There was also consideration regarding broadening the student population to include more women. Encouraging entrepreneurship was also a consideration. One of the most satisfying outcomes of my service on GTAB was the opportunity for Helen and me to become personally acquainted with Wayne and Anne Clough. We remember fondly when Wayne and Anne invited Helen and me, our daughter Lauren and husband Jay, and my parents to a private luncheon at the president’s home.
Circling back to the endowment thing; I did not expect the outcome of starting a company would provide resources in excess of what we needed. So, by the time we reached age 50, Helen and I felt like we had the opportunity to give back and it was natural to begin discussions with the ECE School development team.
There were many open pathways and we to fund an endowed chair, and with the Georgia Research Alliance, to co-found a center known as the Arbutus Center. Our intention was to name the endowed chair the John Peatman Chair, thinking it would be a great way to honor John for his 40 years of teaching and working with students beyond the classroom, but John would have no part of that. He felt that while he was still an active faculty member it would be uncomfortable to have a faculty colleague holding the John Peatman Endowed Chair and requested that the position be named something else until he retired. We initially named it the Arbutus Chair. But when John retired we, with John’s agreement, had a small ceremony and announced that the Chair would be henceforth be the John Peatman Chair and tied it back to my student experiences with John and my desire to recognize him for that.
The John Peatman Chair was utilized to attract Ed Coyle to join the faculty. Ed had previously been at Michigan and Purdue, where he had successfully initiated programs to enable students working in teams to engage in creative activities. Ed brought that idea with him and, through the Arbutus Center, initiated the VIP program, which has flourished.
SB: Yes. I worked a bit with Ed on a Department of Energy solar decathlon project. It was proving difficult to get students to commit to participate. Working with Ed, we were able to integrate the project through VIP (Vertically Integrated Projects), enabling students to get academic credit for participation, and it made a huge difference. I think the same notions of teams of students working together on creative projects and getting academic credit have also been incorporated in the Create-X program, which is also flourishing.

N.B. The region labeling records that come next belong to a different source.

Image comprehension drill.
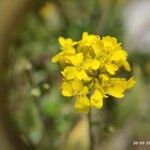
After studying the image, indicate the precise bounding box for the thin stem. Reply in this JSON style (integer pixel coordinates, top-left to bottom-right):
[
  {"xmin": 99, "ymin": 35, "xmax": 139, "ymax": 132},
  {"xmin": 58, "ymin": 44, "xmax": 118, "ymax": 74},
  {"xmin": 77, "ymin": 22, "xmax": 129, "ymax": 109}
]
[{"xmin": 88, "ymin": 109, "xmax": 94, "ymax": 150}]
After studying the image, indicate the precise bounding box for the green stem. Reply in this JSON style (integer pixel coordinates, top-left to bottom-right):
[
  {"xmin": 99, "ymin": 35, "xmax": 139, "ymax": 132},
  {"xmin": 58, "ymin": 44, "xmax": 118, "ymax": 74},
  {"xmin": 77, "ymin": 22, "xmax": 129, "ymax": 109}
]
[{"xmin": 88, "ymin": 109, "xmax": 94, "ymax": 150}]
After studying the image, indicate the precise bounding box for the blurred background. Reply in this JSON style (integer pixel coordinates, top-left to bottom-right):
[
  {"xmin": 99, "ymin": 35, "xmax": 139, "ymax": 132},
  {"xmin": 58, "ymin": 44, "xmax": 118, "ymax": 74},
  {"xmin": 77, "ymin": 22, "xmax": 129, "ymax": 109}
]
[{"xmin": 0, "ymin": 0, "xmax": 150, "ymax": 150}]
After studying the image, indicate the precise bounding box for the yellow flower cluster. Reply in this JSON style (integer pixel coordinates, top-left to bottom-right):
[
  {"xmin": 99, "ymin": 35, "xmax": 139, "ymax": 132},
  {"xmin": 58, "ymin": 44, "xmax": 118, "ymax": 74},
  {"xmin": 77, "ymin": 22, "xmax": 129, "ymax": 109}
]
[{"xmin": 52, "ymin": 32, "xmax": 135, "ymax": 112}]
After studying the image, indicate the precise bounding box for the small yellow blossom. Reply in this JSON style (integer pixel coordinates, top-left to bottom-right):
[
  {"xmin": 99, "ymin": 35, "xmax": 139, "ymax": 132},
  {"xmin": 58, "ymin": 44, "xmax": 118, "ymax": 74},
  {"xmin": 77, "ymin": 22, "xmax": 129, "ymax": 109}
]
[{"xmin": 52, "ymin": 32, "xmax": 135, "ymax": 112}]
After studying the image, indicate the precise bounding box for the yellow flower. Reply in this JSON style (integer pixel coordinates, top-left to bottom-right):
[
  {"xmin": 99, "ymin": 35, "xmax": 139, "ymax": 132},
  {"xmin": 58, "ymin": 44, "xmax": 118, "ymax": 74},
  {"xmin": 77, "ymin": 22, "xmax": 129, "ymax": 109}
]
[
  {"xmin": 61, "ymin": 80, "xmax": 88, "ymax": 97},
  {"xmin": 52, "ymin": 32, "xmax": 135, "ymax": 112},
  {"xmin": 90, "ymin": 90, "xmax": 103, "ymax": 109}
]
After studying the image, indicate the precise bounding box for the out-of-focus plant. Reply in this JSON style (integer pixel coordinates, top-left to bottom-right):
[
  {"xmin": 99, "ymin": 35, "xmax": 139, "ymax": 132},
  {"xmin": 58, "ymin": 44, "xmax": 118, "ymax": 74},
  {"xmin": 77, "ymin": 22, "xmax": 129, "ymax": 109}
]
[{"xmin": 52, "ymin": 32, "xmax": 135, "ymax": 112}]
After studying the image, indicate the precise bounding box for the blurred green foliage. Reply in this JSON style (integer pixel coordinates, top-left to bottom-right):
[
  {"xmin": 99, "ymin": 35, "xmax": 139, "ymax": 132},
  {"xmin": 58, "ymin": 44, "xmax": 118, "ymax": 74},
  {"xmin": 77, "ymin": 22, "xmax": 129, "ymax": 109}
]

JC: I can’t imagine a better way to engage faculty and student teams in real-life problem-solving activities that cut across disciplines, and I do think a key element in the success of such programs is the academic credit thing. I give a lot of credit to Roger Webb’s leadership of the School of Electrical and Computer Engineering in pushing that concept and finally obtaining Board of Regents approval.
SB: I thank you so much for taking the time to talk with me, Jim. I wish you and Helen success in this new phase of your lives.
JC: Suzy, it is always a pleasure to visit with you and I thank you for taking the initiative. Being a part of the lives of Lauren and her family as opposed to being the grandparents who showed up at Thanksgiving is already making a world of difference. This new phase is an important and very rewarding change for us.